In tali casi, secondo la giurisprudenza, la casa costruita su fondo altrui anche in costanza di matrimonio non è ricompresa nella comunione dei beni, ma rimane di proprietà del proprietario del fondo che acquista, mediante accessione, la proprietà anche della casa.
Pur essendo l'orientamento della giurisprudenza univoco in tal senso, l'ordinamento predispone una serie di tutele a favore dell'altro coniuge non proprietario dell'immobile.
L'art. 934 c.c., come rilevato, stabilisce l'acquisto della proprietà della casa da parte del coniuge che vanta un diritto sul terreno, salvo che non sia disposto diversamente.
Sul punto, la giurisprudenza riconosce la possibilità di derogare al principio di accessione mediante una specifica pattuizione fra i coniugi che possono stabilire una diversa ripartizione dei beni.
È evidente che tale diverso accordo fra le parti deve essere redatto con atto da notaio.
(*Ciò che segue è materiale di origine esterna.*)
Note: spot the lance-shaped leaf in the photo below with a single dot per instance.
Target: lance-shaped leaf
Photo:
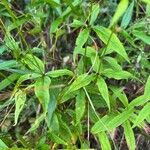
(42, 91)
(34, 63)
(118, 75)
(121, 8)
(81, 81)
(111, 40)
(106, 125)
(80, 41)
(127, 16)
(102, 86)
(58, 73)
(129, 135)
(80, 106)
(94, 14)
(104, 141)
(20, 98)
(143, 114)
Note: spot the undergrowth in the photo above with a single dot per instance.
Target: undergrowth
(75, 74)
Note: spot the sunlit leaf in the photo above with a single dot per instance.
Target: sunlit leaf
(121, 8)
(80, 106)
(20, 98)
(95, 12)
(58, 73)
(104, 141)
(42, 91)
(102, 86)
(111, 123)
(142, 114)
(142, 36)
(34, 63)
(111, 40)
(129, 135)
(118, 75)
(127, 16)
In favore dell'altro coniuge la giurisprudenza riconosce anche un diritto di natura obbligatoria: all'altro coniuge non proprietario del fondo spetterà un diritto di credito, tendenzialmente determinato sulla base degli importi sostenuti per la costruzione (Cass., 09 marzo 2018, n. 5843).
Per la determinazione di tale calcolo può essere preso in considerazione il valore dei materiali utilizzati al prezzo di mercato e il costo della manodopera al momento in cui è realizzata la costruzione, tenendo conto della ordinaria rivalutazione Istat (Cass., 30 maggio 2013, n.13603).
Tale importi per poter essere ripetuti a favore dell'altro coniuge devono essere comprovati mediante apposita documentazione.
Il diritto di credito previsto a favore del coniuge non proprietario, non comprende le spese sostenute dall'altro coniuge non proprietario, per le spese di miglioria della casa costruita in costanza di matrimonio.
Tali tipologie di spese si considerano finalizzate a rendere più confacente alle esigenze della famiglia l'abitazione messa a disposizione. Per tale motivo, essendo sostenute per il soddisfacimento dei bisogni familiari non possono essere ripetute a favore del coniuge non proprietario.